Hot off the recently released Dungeon Crawlers [$3.99], the folks over at Ayopa Games are back with Mailmen [$1.99], an enjoyable stealth-based tale showcasing the eternal battle between mail carriers and the canines that chase them. Featuring a crazy story, good team-based gameplay, and well done level design, Mailmen is well worth checking out.
Mailmen follows the tale of three postal employees as they try to deliver letters and packages to the public while thwarting the plans of the nefarious Newman, a former member of the team that turned to evil. Standing in their way are packs and packs of dogs eager to catch, chase and bite our heroes. The story is off-beat, ridiculous, and completely appropriate for the style of game Mailmen offers. This is also echoed in the development of the team itself, which does a great job imparting personality into each of the characters in every little thing they do.
Gameplay is divided into objective-based levels. While the primary goals typically involve delivering a package or item from one part of the map to the other, each mission always has optional objectives, such as delivering letters to special mailboxes and collecting stamps. Sure, you can skip these side quests, but they’re essential if you want to get the highest score (and thus, the highest rating for the map). While some levels focus on only one of the mailmen, most of them will have all three working in some sort of tandem.
Your team members aren’t just there for show, either. A big portion of Mailmen is its team-based stealth gameplay. Each mailman has unique abilities that must be utilized if you’re going to avoid the dogs (and score the most points). For example, Johnny is the only one with that can tie up dogs with a rope, while Charlie can hide in trees and throw a reclaimable ball to distract dogs. While the gameplay elements aren’t necessarily the deepest I’ve seen (you really only have a handful of abilities), I’d rather play a game that is well-executed and slightly simpler than a complex one that’s a mess to learn and control.
Dogs, meanwhile, serve as the primary nemesis and deserve some attention in their own right. Each dog has its own cone of vision, and you’ll spend the vast majority of your time figuring out ways to move across maps while avoiding the dogs spotting you. Most dogs basically operate in one of three different modes: patrol, stationary searching, and simply stationary. Later levels introduce deviations such as a dog on top of a watchtower that can see over most items that would normally block their view.

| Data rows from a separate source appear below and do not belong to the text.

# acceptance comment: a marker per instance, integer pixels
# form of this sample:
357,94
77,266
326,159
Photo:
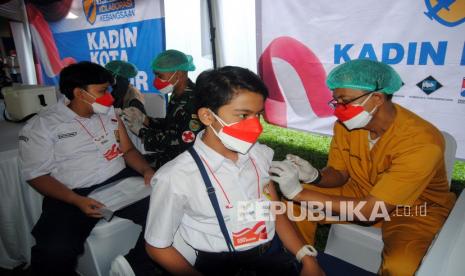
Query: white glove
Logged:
285,174
307,173
134,119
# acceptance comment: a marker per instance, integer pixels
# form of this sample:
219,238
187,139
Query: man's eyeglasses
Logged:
333,102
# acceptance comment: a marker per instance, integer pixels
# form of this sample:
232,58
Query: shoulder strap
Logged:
213,199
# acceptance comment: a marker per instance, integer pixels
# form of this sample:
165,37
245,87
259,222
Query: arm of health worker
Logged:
132,156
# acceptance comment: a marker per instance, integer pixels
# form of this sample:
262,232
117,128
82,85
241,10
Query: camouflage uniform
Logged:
168,137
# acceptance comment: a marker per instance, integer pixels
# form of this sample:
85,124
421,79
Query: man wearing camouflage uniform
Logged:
167,137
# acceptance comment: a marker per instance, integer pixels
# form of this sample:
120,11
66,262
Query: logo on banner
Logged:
108,10
429,85
462,93
449,13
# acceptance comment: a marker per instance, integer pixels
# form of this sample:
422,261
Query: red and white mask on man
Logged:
164,86
239,136
354,116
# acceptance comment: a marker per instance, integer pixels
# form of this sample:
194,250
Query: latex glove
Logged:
134,119
307,173
286,175
118,112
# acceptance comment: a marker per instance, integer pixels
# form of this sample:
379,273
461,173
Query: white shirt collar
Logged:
214,159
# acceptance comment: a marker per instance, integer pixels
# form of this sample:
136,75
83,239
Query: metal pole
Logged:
212,32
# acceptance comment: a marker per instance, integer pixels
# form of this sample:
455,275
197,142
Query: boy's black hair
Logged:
81,75
217,87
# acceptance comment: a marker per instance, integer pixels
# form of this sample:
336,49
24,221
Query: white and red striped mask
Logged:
239,136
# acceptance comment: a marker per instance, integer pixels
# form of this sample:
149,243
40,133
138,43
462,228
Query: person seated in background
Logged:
168,137
383,159
67,151
124,93
230,101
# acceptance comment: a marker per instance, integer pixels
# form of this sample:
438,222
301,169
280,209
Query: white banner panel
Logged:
300,41
100,31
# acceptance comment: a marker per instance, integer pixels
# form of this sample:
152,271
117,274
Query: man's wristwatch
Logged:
317,179
306,250
142,132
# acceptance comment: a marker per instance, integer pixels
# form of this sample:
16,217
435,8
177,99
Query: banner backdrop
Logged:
300,41
100,31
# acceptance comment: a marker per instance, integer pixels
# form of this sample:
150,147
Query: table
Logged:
20,205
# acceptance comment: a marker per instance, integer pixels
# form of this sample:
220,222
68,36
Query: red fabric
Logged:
246,130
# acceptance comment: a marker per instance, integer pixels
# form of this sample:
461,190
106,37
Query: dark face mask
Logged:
119,91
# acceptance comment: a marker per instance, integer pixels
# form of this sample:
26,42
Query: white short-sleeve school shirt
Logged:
55,143
179,199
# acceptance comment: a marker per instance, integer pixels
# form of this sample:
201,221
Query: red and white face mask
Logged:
354,116
164,86
240,136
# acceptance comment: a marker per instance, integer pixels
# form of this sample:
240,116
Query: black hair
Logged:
217,87
81,75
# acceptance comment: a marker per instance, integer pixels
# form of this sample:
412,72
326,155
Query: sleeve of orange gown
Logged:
409,174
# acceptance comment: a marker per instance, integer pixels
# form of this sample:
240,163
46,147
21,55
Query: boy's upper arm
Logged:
166,210
36,150
125,143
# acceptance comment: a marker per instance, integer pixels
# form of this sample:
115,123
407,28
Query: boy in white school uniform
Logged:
230,101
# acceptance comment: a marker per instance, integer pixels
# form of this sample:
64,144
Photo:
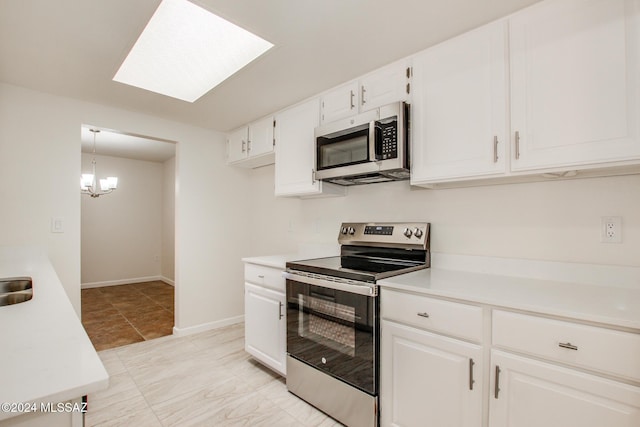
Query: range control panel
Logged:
413,235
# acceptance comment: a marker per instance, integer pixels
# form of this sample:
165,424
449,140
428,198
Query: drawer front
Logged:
449,318
269,277
606,350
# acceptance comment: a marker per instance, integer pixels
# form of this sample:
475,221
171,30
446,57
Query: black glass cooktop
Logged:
365,263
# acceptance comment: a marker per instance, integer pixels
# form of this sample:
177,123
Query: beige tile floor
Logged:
205,379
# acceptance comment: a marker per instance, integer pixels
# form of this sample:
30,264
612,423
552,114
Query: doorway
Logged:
127,239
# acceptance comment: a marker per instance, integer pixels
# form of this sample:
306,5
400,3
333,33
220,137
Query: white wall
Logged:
168,220
121,233
557,220
39,177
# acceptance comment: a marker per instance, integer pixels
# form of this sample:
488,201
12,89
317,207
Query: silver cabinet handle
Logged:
568,346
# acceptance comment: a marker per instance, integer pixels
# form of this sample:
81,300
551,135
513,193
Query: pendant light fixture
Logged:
88,182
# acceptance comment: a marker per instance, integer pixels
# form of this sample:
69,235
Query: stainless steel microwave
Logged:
366,148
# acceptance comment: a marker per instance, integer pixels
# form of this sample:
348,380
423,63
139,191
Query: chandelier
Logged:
88,182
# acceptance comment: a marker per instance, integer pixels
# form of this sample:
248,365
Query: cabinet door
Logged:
574,83
340,102
459,107
428,380
237,145
265,326
531,393
384,86
261,137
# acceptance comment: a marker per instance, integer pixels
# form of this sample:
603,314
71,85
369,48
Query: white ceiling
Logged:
116,144
74,47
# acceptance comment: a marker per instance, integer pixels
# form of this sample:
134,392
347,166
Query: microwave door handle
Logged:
372,141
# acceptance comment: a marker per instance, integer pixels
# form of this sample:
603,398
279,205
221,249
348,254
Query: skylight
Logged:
185,51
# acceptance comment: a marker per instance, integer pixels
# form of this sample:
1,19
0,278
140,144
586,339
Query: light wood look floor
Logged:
205,379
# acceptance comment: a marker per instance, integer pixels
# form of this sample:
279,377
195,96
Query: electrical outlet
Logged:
611,229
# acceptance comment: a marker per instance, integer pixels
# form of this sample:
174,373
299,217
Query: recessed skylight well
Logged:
185,51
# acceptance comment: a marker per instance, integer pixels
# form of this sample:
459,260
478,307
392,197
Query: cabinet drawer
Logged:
591,347
450,318
264,276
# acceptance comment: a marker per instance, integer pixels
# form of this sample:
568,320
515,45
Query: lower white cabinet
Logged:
265,318
527,392
442,365
429,379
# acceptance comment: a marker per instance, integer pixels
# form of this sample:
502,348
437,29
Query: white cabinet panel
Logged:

If you happen to get caught by a dog, they do what any canine naturally does to a mailman: try to bite them. Mailmen features a few breeds, ranging from the small Chihuahua (which mainly just barks and alerts other dogs), to the German Shepherd (usually asleep, but can do damage if it gets woken up) to the Rottweiler (can actually free other dogs that get tied up). If you happen to successfully hide, dogs do eventually go back to the patrols. As imagined, endure enough dog bites and the game is over.

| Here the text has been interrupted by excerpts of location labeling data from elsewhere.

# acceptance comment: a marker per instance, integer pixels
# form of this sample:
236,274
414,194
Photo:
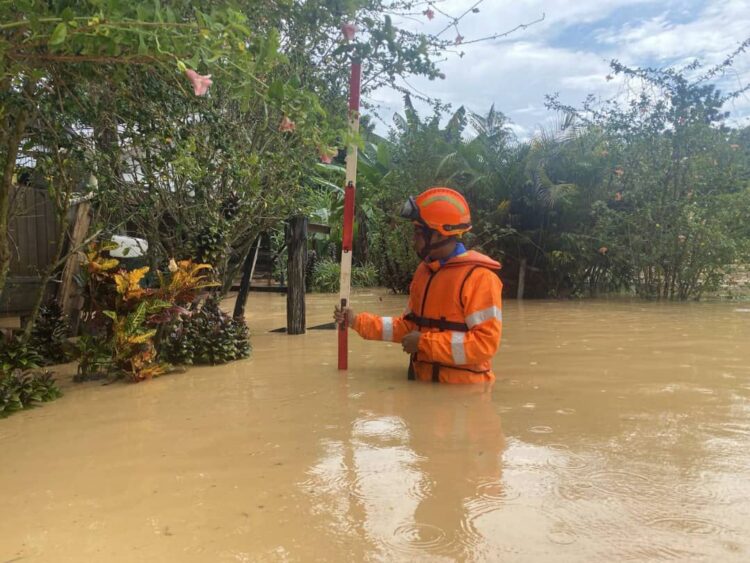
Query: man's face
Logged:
418,239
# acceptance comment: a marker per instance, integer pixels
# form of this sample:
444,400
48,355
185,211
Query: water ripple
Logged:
682,525
417,538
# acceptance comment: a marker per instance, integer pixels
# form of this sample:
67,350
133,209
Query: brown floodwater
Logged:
617,430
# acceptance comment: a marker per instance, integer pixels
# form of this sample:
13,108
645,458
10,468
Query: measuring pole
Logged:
349,191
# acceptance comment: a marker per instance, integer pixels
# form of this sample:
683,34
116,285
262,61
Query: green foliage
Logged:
207,336
49,334
94,357
679,195
21,390
17,354
392,252
327,275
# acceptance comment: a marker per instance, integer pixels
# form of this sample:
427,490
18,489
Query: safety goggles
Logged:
410,210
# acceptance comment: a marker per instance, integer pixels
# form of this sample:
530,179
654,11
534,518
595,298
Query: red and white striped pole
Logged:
349,191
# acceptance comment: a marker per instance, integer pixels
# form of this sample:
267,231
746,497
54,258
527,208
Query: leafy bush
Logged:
15,354
49,334
129,315
19,390
327,275
393,254
95,357
207,336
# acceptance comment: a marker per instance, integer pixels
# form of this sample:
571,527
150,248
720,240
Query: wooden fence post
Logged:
295,295
248,269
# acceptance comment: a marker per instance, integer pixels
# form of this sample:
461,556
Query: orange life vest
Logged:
457,306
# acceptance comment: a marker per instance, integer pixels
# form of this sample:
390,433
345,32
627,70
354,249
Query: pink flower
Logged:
349,29
286,125
200,83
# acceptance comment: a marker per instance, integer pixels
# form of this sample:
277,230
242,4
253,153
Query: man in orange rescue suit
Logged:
452,326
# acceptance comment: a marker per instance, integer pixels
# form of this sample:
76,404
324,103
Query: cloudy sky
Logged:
569,52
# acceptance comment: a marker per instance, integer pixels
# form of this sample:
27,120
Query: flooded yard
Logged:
617,430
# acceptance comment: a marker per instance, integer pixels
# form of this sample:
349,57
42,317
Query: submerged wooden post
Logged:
521,278
248,269
295,294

Having good team mechanics are all well and good, but they don’t mean much if the level design doesn’t take advantage of it. Thankfully, Mailmen does a great job with that aspect of its game. Introductory levels do a good job of presenting the mechanics of each of your teammates, with later levels evolving into somewhat elaborate labyrinths that hit the right balance between difficulty and approachability. Obviously with stealth being the main ingredient, Mailmen is a bit slow-going, but that really is expected for the genre. With that said, I was never really frustrated with any of the levels, although getting three stars on later missions requires a lot of patience and planning. Still, more levels would have been nice, as the game is a little on the short side.
Control-wise, Mailmen does a decent job utilizing tap-to-move mechanics for controlling your characters. However, there are some other decisions that just feel clunky. For example, I loved the top-down isometric perspective, which just works for the gameplay. However, a pinch-to-zoom scheme really would have been a nice addition for viewing the map, as the ‘satellite’ view (which lets you see most of the map on the same screen) zooms out way too far, while the normal camera angle doesn’t suffice for the bigger maps. The same goes for changing camera angles, as a multi-touch gesture would have been a lot more precise and intuitive than a ‘Change Camera Angle’ button.
UI annoyances aside, Mailmen is an entertaining game and a great addition to the iPad stealth library. The team-based gameplay and silly story simply makes for a title that’s an enjoyable experience. If you’re a fan of stealth game that requires planning and patience, you won’t be disappointed with Mailmen.